Gibson replaces Graeme Mason who took up his new role at Screen Australia a couple of weeks ago, the equivalent government agency of New Zealand’s nearest neighbour.
Gibson is both good-natured and not afraid to speak out. His move from the private sector into government will surprise some because of his fierce independence.
His decision to take up this role also represents a move from television into film.
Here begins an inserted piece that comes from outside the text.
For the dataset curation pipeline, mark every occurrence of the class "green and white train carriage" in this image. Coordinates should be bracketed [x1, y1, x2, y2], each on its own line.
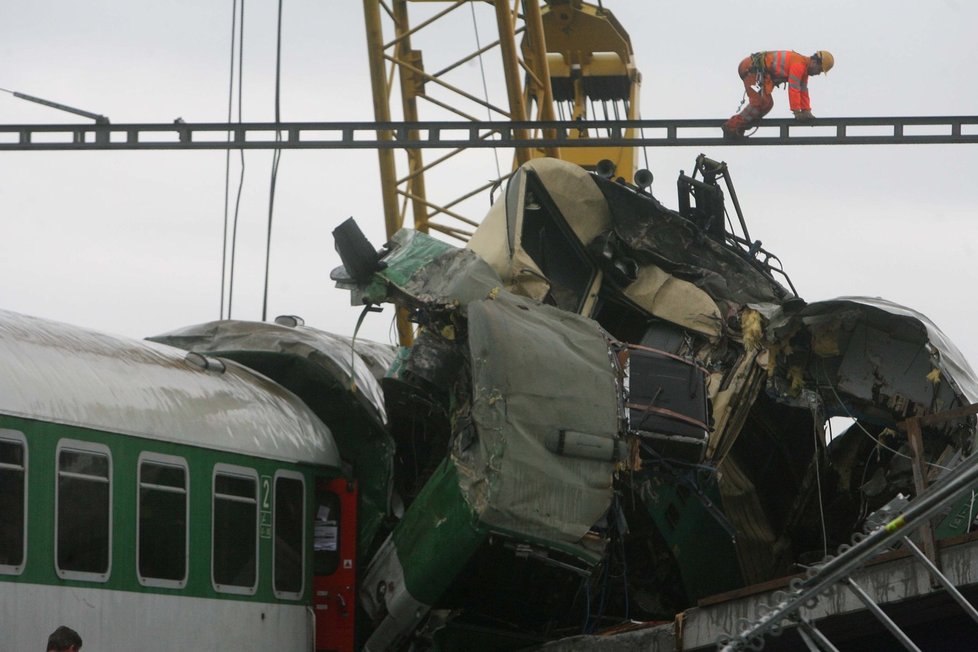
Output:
[0, 309, 355, 650]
He has produced several feature films but for most of his career has working in television across a range of formats and also interactive systems for museums across the world.
The NZFC is responsible for directly funding film not television (handled by New Zealand On Air) although it does administer the Screen Production Incentive Fund, which caters for blue chip television drama.
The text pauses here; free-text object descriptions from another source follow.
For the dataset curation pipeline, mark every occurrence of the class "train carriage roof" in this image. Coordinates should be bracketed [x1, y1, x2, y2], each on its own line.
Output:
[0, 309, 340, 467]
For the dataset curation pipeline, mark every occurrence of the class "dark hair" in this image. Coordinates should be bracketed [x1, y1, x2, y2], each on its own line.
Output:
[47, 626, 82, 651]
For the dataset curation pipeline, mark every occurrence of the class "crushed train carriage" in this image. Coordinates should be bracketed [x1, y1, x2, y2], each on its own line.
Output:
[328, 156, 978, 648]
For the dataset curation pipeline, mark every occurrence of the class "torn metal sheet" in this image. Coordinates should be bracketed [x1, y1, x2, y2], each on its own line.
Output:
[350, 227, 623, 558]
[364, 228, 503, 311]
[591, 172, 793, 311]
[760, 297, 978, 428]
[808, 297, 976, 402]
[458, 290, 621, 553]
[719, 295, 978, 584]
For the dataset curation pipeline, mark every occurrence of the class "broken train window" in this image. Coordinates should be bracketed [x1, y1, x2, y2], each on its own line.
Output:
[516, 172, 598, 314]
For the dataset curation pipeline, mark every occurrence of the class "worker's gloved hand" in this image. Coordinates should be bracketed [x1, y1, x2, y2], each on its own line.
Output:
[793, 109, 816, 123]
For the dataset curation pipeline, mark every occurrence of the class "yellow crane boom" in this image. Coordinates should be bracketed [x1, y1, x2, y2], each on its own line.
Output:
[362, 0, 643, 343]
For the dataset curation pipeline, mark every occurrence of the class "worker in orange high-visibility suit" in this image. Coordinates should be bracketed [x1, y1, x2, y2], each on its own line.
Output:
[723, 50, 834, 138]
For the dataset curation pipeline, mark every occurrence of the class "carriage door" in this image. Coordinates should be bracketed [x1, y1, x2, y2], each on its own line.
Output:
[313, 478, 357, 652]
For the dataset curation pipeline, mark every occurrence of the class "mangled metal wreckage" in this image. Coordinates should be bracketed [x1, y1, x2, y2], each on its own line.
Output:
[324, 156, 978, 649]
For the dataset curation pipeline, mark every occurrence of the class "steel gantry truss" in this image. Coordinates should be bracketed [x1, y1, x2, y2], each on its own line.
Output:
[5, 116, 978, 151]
Gibson’s feature film credits include Danny Mulheron’s Fresh Meat, which starred Temuera Morrison as a cannibal, and Glenn Standring’s The Irrefutable Truth About Demons.
“Dave Gibson is one of New Zealand’s most experienced film and television producers and we are delighted to have secured his services for this important leadership role,” said NZFC chair Patsy Reddy.
“He has a depth and breadth of knowledge and experience of the New Zealand industry across both film and television which we see as invaluable for the NZFC, particularly as we seek to encourage the development of sustainable businesses with stronger international reach.”
Gibson takes up the five-year contract from January and has decided not to talk publicly until then.
A statement from NZFC noted that he is in the process of selling his shares in The Gibson Group, which he established 35 years ago, to a group of senior staff members and the sale would be completed by the time he takes the reins at the NZFC. He told ScreenDaily that those senior staff members are Victoria Spackman, Allan Smith, Brett Tompkins and Bevin Linkhorn.
Gibson has won dozens of awards for his productions and, via various organisations, has been very active as an industry lobbyist.
He was named in the 2012 Queen’s Birthday Honours list: his Office of the New Zealand Order of Merit is for services to the film and television industry.